First, let me say that this game - set to be yet another Pax success - looks incredibly interesting. However, the concept of capitalist control of humanity's global direction being portrayed as a purely positive endeavour - a 'refreshingly utopic view' according to Matt's equally famous game designer father Phil Eklund - is a flaw which warrants discussion.
The players’ goal is to invest in viable ideas and use infrastructure to release them to the world. Once an idea is commercialized it becomes part of the human progress splay, becoming part of human history and making other ideas viable. It will also likely generate growth (new cubes), solve humanitarian problems (VP chits), or break down barriers (create new infrastructure).

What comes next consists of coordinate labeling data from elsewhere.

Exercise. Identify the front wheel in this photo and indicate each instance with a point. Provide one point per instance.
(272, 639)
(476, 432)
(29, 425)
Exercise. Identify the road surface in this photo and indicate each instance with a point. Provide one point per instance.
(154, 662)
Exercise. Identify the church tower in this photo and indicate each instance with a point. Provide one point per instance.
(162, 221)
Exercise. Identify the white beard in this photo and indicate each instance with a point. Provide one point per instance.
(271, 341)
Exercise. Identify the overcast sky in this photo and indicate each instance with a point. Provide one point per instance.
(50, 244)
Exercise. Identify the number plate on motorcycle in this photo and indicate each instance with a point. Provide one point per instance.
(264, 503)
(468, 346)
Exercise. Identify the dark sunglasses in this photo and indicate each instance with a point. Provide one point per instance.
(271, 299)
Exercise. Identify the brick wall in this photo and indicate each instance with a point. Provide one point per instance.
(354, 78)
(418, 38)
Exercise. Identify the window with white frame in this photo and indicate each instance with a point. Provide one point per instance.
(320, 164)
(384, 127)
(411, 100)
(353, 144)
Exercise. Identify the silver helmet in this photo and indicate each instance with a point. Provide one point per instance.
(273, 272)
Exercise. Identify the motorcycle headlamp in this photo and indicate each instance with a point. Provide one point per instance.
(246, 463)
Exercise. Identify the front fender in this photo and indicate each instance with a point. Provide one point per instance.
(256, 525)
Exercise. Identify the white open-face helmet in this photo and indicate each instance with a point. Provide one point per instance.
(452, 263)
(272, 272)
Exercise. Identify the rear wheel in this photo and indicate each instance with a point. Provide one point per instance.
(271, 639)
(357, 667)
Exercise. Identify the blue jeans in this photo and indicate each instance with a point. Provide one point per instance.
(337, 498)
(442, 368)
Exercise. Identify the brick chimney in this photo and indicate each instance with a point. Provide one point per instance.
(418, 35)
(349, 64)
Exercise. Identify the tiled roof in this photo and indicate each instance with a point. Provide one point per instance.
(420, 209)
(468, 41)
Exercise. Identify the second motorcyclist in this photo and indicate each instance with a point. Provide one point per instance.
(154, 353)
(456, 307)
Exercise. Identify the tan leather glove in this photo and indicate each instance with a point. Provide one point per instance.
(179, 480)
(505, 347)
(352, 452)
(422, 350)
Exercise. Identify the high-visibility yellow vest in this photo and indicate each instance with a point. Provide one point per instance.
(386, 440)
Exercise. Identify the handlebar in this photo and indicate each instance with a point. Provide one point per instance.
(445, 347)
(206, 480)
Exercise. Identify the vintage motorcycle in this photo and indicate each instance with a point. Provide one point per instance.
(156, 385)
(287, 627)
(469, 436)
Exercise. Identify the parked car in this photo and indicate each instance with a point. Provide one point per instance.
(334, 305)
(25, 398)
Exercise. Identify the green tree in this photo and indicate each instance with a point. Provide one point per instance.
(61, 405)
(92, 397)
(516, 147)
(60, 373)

The concept is, perhaps, simple enough. Make money, invest it wisely in projects which benefit humanity and earn you more income. Repeat until you complete priority objectives and be declared the victor. Sounds reasonable.
However, the mechanics sadly don't allow for the chaotic billionaire with too much money and a penchant for golden Lamborghini's or diamond-encrusted Nighthaunts (don't pretend you wouldn't).
My point is, portraying a few good samaritans with vast fortunes as the hope for a utopic future feels conceptually shallow and a little preachy.
However, while I disagree with the concept (can you tell?), I think Pax Transhumanity is a well-designed game which takes effective systems from previous Pax games (the money system from Pax Emancipation) while disregarding less well-received additions (dice rolls).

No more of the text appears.